Довольный, он возвращается в машину.
Следующий раз тормозит возле будки телефона-авто­мата.
– Ника! – говорит он, набрав номер. – Я только что сделал ценное изобретение! Одевайся, собирайся, надо отметить.
Курков идет между коттеджей, где начиналась слежки за Снегиревым. Он проделывает тот же путь, но в обратном направлении.
Миновав коттеджи, входит в многоэтажку.
Первым сигналом о неблагополучии ситуации служит почтовый ящик номер 23: сунув мизинец в дырочку, Курков убеждается, что ящик полон.
Поднимается к квартире уже в торопливом беспокойстве.
Дверь с номером 23 опечатана!
Курков стоит перед ней в неприятном раздумье, затем звонит в двадцать четвертую квартиру. Открывает немолодая женщина.
– Простите, а что со Снегиревым? – Он кивает для объяснения на опечатанную дверь, зная, что по фамилии современные соседи зачастую друг другу неизвестны.
– Умер он, – говорит та без скорбной окраски.
Курков щурится:
– Что-то внезапное?
– Наверно.
– Это точно, что умер?
– Меня брали в свидетели, когда квартиру опечаты­вали.
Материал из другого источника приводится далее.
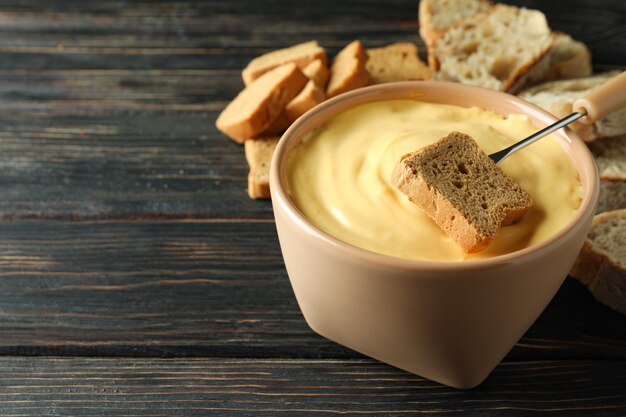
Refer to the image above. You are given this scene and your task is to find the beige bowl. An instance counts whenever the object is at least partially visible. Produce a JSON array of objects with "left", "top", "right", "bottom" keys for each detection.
[{"left": 270, "top": 81, "right": 598, "bottom": 388}]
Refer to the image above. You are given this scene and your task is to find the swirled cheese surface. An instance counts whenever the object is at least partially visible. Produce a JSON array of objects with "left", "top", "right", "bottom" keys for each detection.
[{"left": 286, "top": 100, "right": 582, "bottom": 261}]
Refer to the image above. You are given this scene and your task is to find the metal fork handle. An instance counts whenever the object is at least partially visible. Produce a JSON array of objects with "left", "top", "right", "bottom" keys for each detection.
[{"left": 489, "top": 108, "right": 587, "bottom": 164}]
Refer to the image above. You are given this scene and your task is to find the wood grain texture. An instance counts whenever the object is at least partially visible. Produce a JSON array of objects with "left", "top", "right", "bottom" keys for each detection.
[
  {"left": 0, "top": 0, "right": 626, "bottom": 220},
  {"left": 0, "top": 0, "right": 626, "bottom": 416},
  {"left": 0, "top": 357, "right": 626, "bottom": 416},
  {"left": 0, "top": 220, "right": 626, "bottom": 359}
]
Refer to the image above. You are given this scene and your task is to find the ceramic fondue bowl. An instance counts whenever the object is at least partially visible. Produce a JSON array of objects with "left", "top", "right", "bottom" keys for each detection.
[{"left": 270, "top": 81, "right": 599, "bottom": 388}]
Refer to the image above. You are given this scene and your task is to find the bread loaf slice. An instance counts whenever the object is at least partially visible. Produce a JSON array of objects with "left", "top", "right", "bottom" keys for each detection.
[
  {"left": 519, "top": 71, "right": 626, "bottom": 141},
  {"left": 215, "top": 63, "right": 308, "bottom": 143},
  {"left": 244, "top": 137, "right": 280, "bottom": 199},
  {"left": 587, "top": 135, "right": 626, "bottom": 213},
  {"left": 326, "top": 40, "right": 370, "bottom": 97},
  {"left": 431, "top": 4, "right": 554, "bottom": 92},
  {"left": 391, "top": 132, "right": 533, "bottom": 253},
  {"left": 365, "top": 42, "right": 430, "bottom": 84},
  {"left": 418, "top": 0, "right": 492, "bottom": 47},
  {"left": 241, "top": 41, "right": 326, "bottom": 86},
  {"left": 538, "top": 32, "right": 593, "bottom": 82},
  {"left": 570, "top": 209, "right": 626, "bottom": 314},
  {"left": 302, "top": 59, "right": 330, "bottom": 91},
  {"left": 265, "top": 80, "right": 326, "bottom": 135}
]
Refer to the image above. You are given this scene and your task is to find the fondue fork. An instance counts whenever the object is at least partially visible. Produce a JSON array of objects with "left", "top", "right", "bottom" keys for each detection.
[{"left": 489, "top": 71, "right": 626, "bottom": 164}]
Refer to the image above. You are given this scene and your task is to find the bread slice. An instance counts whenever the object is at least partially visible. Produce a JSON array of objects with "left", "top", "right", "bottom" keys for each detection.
[
  {"left": 244, "top": 137, "right": 280, "bottom": 199},
  {"left": 587, "top": 135, "right": 626, "bottom": 213},
  {"left": 302, "top": 59, "right": 330, "bottom": 91},
  {"left": 538, "top": 32, "right": 593, "bottom": 82},
  {"left": 326, "top": 40, "right": 370, "bottom": 97},
  {"left": 431, "top": 4, "right": 554, "bottom": 92},
  {"left": 418, "top": 0, "right": 492, "bottom": 46},
  {"left": 265, "top": 80, "right": 326, "bottom": 135},
  {"left": 596, "top": 179, "right": 626, "bottom": 213},
  {"left": 241, "top": 41, "right": 326, "bottom": 86},
  {"left": 587, "top": 134, "right": 626, "bottom": 180},
  {"left": 215, "top": 63, "right": 308, "bottom": 143},
  {"left": 365, "top": 42, "right": 430, "bottom": 84},
  {"left": 391, "top": 132, "right": 533, "bottom": 253},
  {"left": 570, "top": 209, "right": 626, "bottom": 314},
  {"left": 519, "top": 71, "right": 626, "bottom": 141}
]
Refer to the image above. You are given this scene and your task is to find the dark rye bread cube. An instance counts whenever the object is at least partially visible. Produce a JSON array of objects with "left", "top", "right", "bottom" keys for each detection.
[{"left": 391, "top": 132, "right": 533, "bottom": 253}]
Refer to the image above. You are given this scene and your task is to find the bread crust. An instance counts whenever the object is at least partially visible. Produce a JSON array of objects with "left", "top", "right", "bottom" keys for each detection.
[
  {"left": 215, "top": 63, "right": 308, "bottom": 143},
  {"left": 244, "top": 137, "right": 280, "bottom": 199},
  {"left": 391, "top": 132, "right": 532, "bottom": 253},
  {"left": 365, "top": 42, "right": 431, "bottom": 84},
  {"left": 326, "top": 40, "right": 370, "bottom": 98},
  {"left": 570, "top": 209, "right": 626, "bottom": 314},
  {"left": 241, "top": 41, "right": 327, "bottom": 86}
]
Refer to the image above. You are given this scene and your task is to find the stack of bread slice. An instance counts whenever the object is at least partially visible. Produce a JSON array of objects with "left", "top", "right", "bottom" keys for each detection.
[
  {"left": 419, "top": 0, "right": 626, "bottom": 314},
  {"left": 520, "top": 71, "right": 626, "bottom": 314},
  {"left": 215, "top": 40, "right": 431, "bottom": 199},
  {"left": 419, "top": 0, "right": 591, "bottom": 93}
]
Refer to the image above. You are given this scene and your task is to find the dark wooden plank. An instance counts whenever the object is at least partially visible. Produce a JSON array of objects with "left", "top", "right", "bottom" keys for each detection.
[
  {"left": 0, "top": 0, "right": 626, "bottom": 69},
  {"left": 0, "top": 105, "right": 272, "bottom": 220},
  {"left": 0, "top": 220, "right": 626, "bottom": 360},
  {"left": 0, "top": 70, "right": 272, "bottom": 219},
  {"left": 0, "top": 357, "right": 626, "bottom": 416},
  {"left": 0, "top": 0, "right": 626, "bottom": 219}
]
А вы кто ему?
– Сват, – хмуро бросает Курков, спускаясь с лест­ницы.
Более важные для себя сведения он узнает в лефор­товском морге.
Из недр заведения к нему, так сказать, в приемную выходит патологоанатом, молодой, пышущий здоровьем и веселый, в рабочей одежде, то есть в фартуке и резино­вых перчатках.
– Добрый день, – приветствует он следователя. – Руки не подаю.
– Недавно вы производили вскрытие человека, кото­рый нас интересует, – и Курков показывает фотографию Снегирева.
Патологоанатом смеется:
– Батенька, покажите мне грудную клетку, печень – тогда вспомню. Но лицо!..
– Я попросил в канцелярии ваш акт о причинах смерти.
Врач берет акт:
– Острая сердечная недостаточность. Обычная исто­рия: спазм, – и возвращает бумагу Куркову.
– Скажите, доктор, такая смерть… могла быть спро­воцирована? Подсыпали, капнули?
– Сколько угодно! Простая передозировка обычных лекарств. Сотни две названий.
– А вы проверку на это не делаете?
– Милиция шутит! У каждого, кто упал на улице?
– Понятно… А ведется регистрация, кто получил тело для похорон?